Il y a des personnes qui investissent à travers des sociétés assujetties à l'impôt sur les sociétés et ils peuvent choisir la location meublée comme type d'investissement.
Il y a notamment des personnes qui détiennent des holdings et qui réinvestissent les dividendes reçus par la holding dans la location meublée.
Ces personnes sont-elles concernées par la nouvelle taxe sur les holdings ?
Non, car la location meublée est une activité commerciale.
Rappel sur la taxe
Elle est égale à 20 % de la valeur de certains actifs.
Elle concerne les holdings assujetties à l'impôt sur les sociétés qui détiennent un actif total au moins égal à 5 M€.
La société doit être détenue par à hauteur d'au moins 50 % par une personne physique.
Elle doit avoir des revenus passifs représentant au moins 50 % de ses revenus.
Les revenus passifs sont notamment les dividendes et les loyers.
La taxe est assise sur la base de certains actifs et notamment sur les logements dont l'associé se réserve la jouissance, soit :
- les logements occupés, à titre gratuit ou pour un loyer inférieur au prix du marché, à titre de résidence principale ou non ;
- les logements loués fictivement.
Les actifs ne sont pas pris en compte s'ils ont été affectés à l'exercice d'une activité industrielle, commerciale, artisanale, agricole ou libérale, et au prorata de cette affectation..

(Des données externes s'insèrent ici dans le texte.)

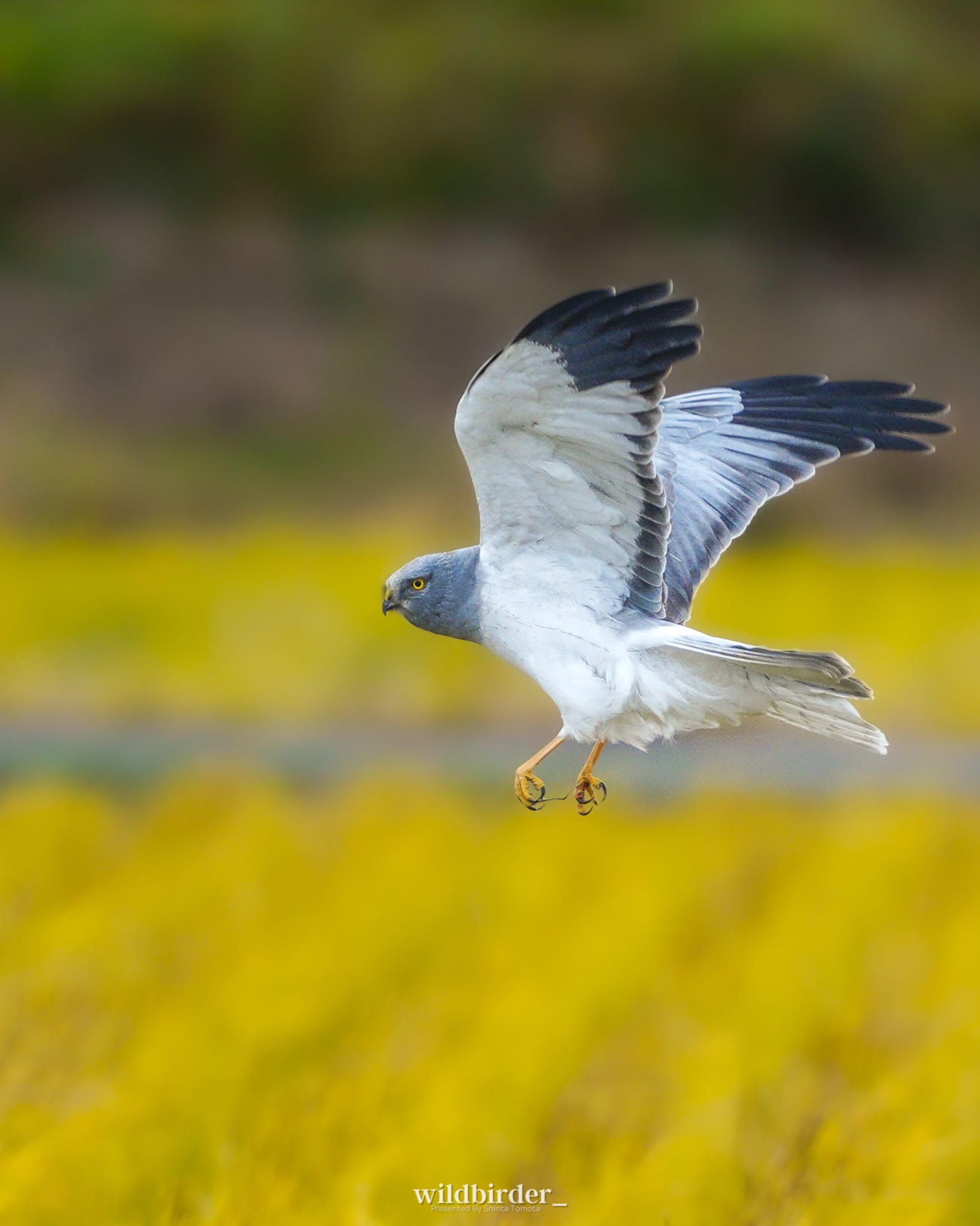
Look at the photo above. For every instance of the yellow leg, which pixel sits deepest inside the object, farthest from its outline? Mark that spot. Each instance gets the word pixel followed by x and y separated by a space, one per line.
pixel 529 787
pixel 587 785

Exclusion des sociétés qui ne sont pas des holdings
Selon moi, la taxe ne vise que les holdings, c’est-à-dire des sociétés qui en détiennent d'autres.
Donc la taxe ne vise pas une société assujettie à l'impôt sur les sociétés qui se contente de détenir des immeubles loués meublés.
Exclusion des actifs affectés à une activité commerciale et donc des meublés
Le texte de loi exclut de la base taxable les biens affectés à une activité commerciale.
Or la location meublée à titre habituel est bien considérée comme une activité commerciale par le Conseil d'Etat (CE 29 septembre 2023 n° 473972). Donc, selon moi, faute d'avoir inclus expressément les activités de gestion de son propre patrimoine, le texte a de facto exclu de la base taxable les immeubles loués meublés.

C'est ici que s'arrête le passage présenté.